The preparation method of the macromolecular sterilization fibre of the grafted antibacterial monomer on its surface that the present invention proposes, the high-molecular anti-bacteria fibrous material that is synthesized contains quaternary ammonium salt and halogenated amine two class functional groups.Two class monomers have different sterilization mechanisms.Quaternary ammonium salt is because the effect of positive charge, the bacterium of adsoption band negative electrical charge rapidly, but killing bacteria then can't realization in the short time; But killing bacteria in the glycolylurea class monomer short time, but because hydrophily is poor, poor with the effect of water body.By the synergy of two class monomeric units, graft copolymer can have the fast and fast advantage of sterilization of absorption simultaneously.By the proportioning of quaternary ammonium salt monomer and glycolylurea class monomer, can reach best bactericidal effect.High-molecular anti-bacteria fiber through surface grafting preparation is a kind of portable above, does not need specific operation condition, cheap polymeric treating agent.Processing target mainly concentrates on the removal to pathogenetic bacteria.This anti-bacterial fibre also can be used as hospital gauze except being used for the water treatment, artificial skin and take lining.
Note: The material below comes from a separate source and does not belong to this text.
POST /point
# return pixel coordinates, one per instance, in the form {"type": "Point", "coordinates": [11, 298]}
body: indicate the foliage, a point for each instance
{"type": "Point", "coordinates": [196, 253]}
Infrared spectrum, nuclear magnetic resoance spectrum and elementary analysis by to all kinds of quaternary ammonium salt processes of method for preparing prove to have obtained pure monomer.Macromolecular fibre behind the surface grafting by infrared spectrum analysis, TGA analysis and the analysis etc. of weighing, is proved that monomer is by the surface of glycerol polymerization to fiber.Simultaneously, the halogenated amine monomer is activated.
Escherichia coli E.coli and staphylococcus aureus are cultivated through 18hr, with the mixed of sterilized water with 1: 4.Above-mentioned bacterium liquid 100ml and a certain amount of anti-bacterial fibre are mixed in shaking bottle, under 37 ℃, 150rpm, cultivate, regularly take out certain amount of mixed solution, survey viable count with dull and stereotyped progression dilution method.The order of magnitude of number of bacteria decline 3~8 in the bacterium liquid.
To mix the anti-bacterial fibre of certain hour in bacterium liquid directly observes under environmental scanning electron microscope.Can observe bacterium metamorphosis under the anti-bacterial fibre effect, thalline splits broken.
The specific embodiment
Embodiment 1
(1) 4-acryloyl-oxy ylmethyl-4-ethyl-1 of the rare acyl-oxygen ethyl-benzyl of adding 1g cellulose fiber peacekeeping 0.02mol methyl-prop-alkyl dimethyl ammonium chloride and 0.0025mol in reactor, 3-is azoles alkane-2-ketone oh, and the rare nitric acid 25ml that adds 0.05M is a solvent.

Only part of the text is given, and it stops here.